H. C. Andersens Märchen


Herausgegeben von


Dr. Karl Martin Schiller

Mit den Abbildungen Holzschnitte nach Originalzeichnungen von


Ludwig Richter, Graf Pocci, Theodor Hosemann und Raymond de Baux und 12 Kunstblättern von Otto Speckter und Graf Pocci


Leipzig F. W. Hendel Verlag 1927


Holger Danske

In Dänemark liegt ein altes Schloß, das heißt Kronburg; es liegt gerade in den Sund hinein, wo die großen Schiffe jeden Tag zu Hunderten vorbeifahren, sowohl englische, russisch wie deutsche, und sie begrüßen das alte Schloß mit Kanonen: "Bum!" und das alte Schloß antwortet mit Kanonen: "Bum"; denn so sagen die Kanonen "Guten Tag!" "Schönen Dank!" Im Winter segeln da keine Schiffe, dann ist alles mit Eis bedeckt, bis hinüber zur schwedischen Küste, sieht genau so aus wie eine große Landstraße. Da weht die dänische Flagge und die schwedische, und die dänische und die schwedische Bevölkerung sagt einander: "Guten Tag" "Schönen Dank!", aber nicht mit Kanonen, nein, mit freundlichem Handschlag, und der eine holt Weißbrot und Brezeln bei dem anderen, denn fremde Kost schmeckt am besten.

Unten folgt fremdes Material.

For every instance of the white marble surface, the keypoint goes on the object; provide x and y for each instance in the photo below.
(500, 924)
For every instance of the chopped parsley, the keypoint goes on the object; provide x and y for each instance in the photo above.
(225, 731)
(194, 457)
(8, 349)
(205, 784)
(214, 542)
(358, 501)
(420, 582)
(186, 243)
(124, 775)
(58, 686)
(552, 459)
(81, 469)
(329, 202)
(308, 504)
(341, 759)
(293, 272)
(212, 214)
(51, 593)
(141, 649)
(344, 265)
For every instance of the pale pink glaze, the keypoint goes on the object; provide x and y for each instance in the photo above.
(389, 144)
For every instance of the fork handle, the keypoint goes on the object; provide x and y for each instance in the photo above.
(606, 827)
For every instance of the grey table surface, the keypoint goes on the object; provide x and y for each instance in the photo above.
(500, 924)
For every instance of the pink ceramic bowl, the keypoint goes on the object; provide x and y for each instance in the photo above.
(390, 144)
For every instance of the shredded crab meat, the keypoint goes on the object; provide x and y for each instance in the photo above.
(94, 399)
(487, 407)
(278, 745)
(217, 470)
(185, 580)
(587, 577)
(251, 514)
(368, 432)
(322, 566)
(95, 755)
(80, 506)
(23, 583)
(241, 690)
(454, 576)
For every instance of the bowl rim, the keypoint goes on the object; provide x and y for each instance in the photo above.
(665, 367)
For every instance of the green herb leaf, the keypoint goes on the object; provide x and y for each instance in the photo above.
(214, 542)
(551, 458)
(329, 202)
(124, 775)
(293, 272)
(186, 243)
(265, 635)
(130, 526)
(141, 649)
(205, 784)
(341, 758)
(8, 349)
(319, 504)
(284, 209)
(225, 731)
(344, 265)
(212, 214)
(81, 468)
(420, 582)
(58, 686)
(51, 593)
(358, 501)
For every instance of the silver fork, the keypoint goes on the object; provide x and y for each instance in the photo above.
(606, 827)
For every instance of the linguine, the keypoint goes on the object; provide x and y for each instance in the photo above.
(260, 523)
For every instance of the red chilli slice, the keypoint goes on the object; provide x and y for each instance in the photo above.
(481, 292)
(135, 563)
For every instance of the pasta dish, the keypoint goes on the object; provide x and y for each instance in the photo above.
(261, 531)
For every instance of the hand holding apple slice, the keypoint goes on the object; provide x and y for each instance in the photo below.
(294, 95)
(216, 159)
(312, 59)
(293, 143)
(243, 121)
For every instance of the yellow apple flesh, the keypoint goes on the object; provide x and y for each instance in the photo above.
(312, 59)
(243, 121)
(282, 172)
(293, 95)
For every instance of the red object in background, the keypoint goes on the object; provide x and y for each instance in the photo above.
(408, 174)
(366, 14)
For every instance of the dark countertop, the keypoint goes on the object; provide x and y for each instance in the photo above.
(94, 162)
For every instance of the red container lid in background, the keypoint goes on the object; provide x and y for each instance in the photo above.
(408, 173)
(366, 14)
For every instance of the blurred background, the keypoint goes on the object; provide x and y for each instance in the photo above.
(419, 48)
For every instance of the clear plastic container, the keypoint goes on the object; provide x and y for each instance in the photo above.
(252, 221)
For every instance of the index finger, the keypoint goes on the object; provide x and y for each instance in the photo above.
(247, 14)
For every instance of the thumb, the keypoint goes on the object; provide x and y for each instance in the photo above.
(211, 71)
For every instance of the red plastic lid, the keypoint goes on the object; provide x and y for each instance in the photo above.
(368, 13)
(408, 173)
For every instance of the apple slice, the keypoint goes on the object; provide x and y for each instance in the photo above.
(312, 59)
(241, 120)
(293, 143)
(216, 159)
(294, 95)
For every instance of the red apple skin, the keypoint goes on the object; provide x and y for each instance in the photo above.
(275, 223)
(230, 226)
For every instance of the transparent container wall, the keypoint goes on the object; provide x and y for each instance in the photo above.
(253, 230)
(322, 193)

Aber das Herrlichste am Ganzen ist doch das alte Kronburg, und unter diesem ist es, wo Holger Danske in dem tiefen finsteren Keller sitzt, wo niemand hinkommt. Er ist in Eisen und Stahl gekleidet und stützt sein Haupt auf die starken Arme; sein langer Bart hängt über den Marmortisch hinaus, in dem er festgewachsen ist, er schläft und träumt, aber im Traume sieht er alles, was hier oben in Dänemark vorgeht. Jeden Weihnachtsabend kommt ein Engel Gottes und sagt ihm, daß das richtig ist, was er geträumt hat, und daß er ruhig wieder schlafen kann, denn Dänemark befinde sich noch in keiner wirklichen Gefahr. Aber gerät es in eine solche, ja, dann wird der alte Holger Danske sich erheben, so daß der Tisch birst wenn er den Bart zurückzieht. Dann kommt er hervor und schlägt drein, daß es in allen Ländern der Welt gehört wird.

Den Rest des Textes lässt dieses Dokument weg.